This content has been marked as final. Show 9 replies
I do have a question for you: given that this is an Exadata forum, OSWatcher is the pre-installed and Oracle-supported OS statistic gathering tool for Exadata. Why would someone want to use collectl instead of OSWatcher in an Exadata context?
good question ;)
I posted my note specifically in response to Re: Exadata screen monitoring tool (OLL : Migrate 1TB in 20 minutes) which identified a really nifty monitoring tool that is clearly a hacked up version of collectl - note that I'm using 'hacked' as a good thing. I guess the point I'm trying to make is from what little of saw of that tool that looked like it explicitly hardcodes a few of the counters collectl provides is that there are a lot of other counters that people might found complement what they see in that tool. Does that help?
I think the main reason we built that tool was to see predetermined system metrics from a cluster of computers all on the same screen in near real-time. Using the socket option in collectl makes that possible. Not sure that is possible with OSWatcher.
yeah, that socket interface proved to be pretty useful though most people don't take advantage of it. I've been able to use colmux to look at 'top' anything clusters with as many as 1K nodes or more! I particularly like to occasionally monitor all my lun access times and looks for the 'slow' disks.
I'm curious, using your tool do you have collect write data to local logs and monitor more than what you display? I've seen situations where a system was slow not because of a disk or a network but because of a NIC generating too many interrupts and swamping a CPU. This is the type of thing you'd never see if you didn't collectl interrrupt stats too. ;) I really like to watch data in real time, but when I see something not right, I want to be able to go back to the original data and drill into it.
one thing about monitoring to be of any value you need data as close in time as possible and that's typically not possible unless you use the same tool to collect it all. that's why collectl tries to synchronize its collection to the nearest micro-sec so even on clusters that run ntp all the samples are within a couple msec. the other thing is I'm always surprised at is when I see something I never would have thought to be a problem, being the problem and that's why I tend to collect everything. then when something goes wrong I can always go back and look across all data on all nodes at the same time! in fact, with colmux I can play back the data from all nodes and sort on the top-n stats of a particular type.
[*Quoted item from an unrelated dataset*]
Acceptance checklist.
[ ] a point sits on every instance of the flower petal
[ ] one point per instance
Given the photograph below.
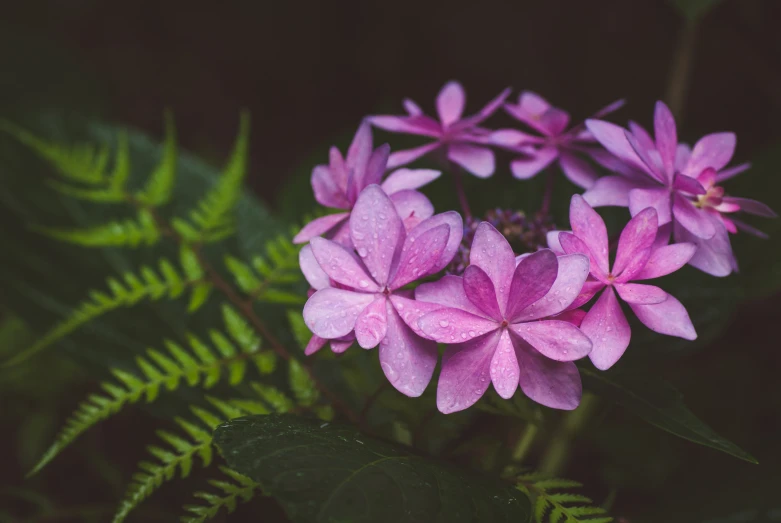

have you tried the newer colmux yet?
All the data is read directly from the remote collectl socket and parsed and pretty printed with perl.
I have yet to take a look at the colmux stuff, though it certainly looks interesting. Thanks again for a great tool, Mark.
glad you're enjoying collectl. for a quick test with colmux, install collectl-utils and try the command:
colmux -addr addr1,addr2... -command "-sD"
this will start collectl running on the addresses listed and run the command "colleclt -sD", which shows individual disks stats sorted by column. to sort by column 4, just add "column 4" to colmux, not the -command part which gets sent to collectl. if you want to change sort columns dynamically, just type the column number and return which colmux is running.
once you get that far we can talk about additional tricks/options, if you're interested
Here's what we've done with the tool. This was run on a 1/4 Exadata rack composed of 2 db nodes and 3 cell nodes. Sorry, the format doesn't paste well without courier fonts.
Current Time: Tue Oct 25 19:40:26 EDT 2011
MBRead Reads RSize MBWrit Writes WSize MBRead Reads RSize MBWrit Writes WSize User Sys Wait Irq Run FreeMB SwapMB SwIn SwOut
testcel01 0 11 1 0 113 0 0 16 5 0 151 0 0 0 0 0 0 9104 0 0 0
testcel02 0 3 1 0 14 11 0 0 0 0 0 0 0 0 0 0 1 13273 0 0 0
testcel03 0 3 2 0 15 11 0 0 0 0 0 0 0 0 0 0 1 6338 0 0 0
TotalIO: 0 MB/s; DiskRead: 0 MB/s; DiskWrite: 0 MB/s; FlashRead: 0 MB/s; FlashWrite: 0 MB/s; Average CPU: 0%;
User Sys Wait Irq Run MBRead Reads RSize MBWrit Writes WSize FreeMB SwapMB SwIn SwOut
testldb01 1 0 0 0 1 0 0 0 0 25 10 4153 0 0 0
testdb02 0 0 0 0 0 0 0 0 0 5 14 6674 0 0 0
Average CPU: 1%;
Mark, can you ping me offline?
Edited by: Rich Headrick on Oct 25, 2011 4:48 PM
Sorry, my last post didn't format well, but I think you get the idea.
Sorry folks. Oracle has decided to NOT include the collectl and monitoring script with Exadata for legal and other reasons beyond my control. I know some of you are pursuing development of the tool for your own purposes, so I have asked whether or not our script can be shared with you.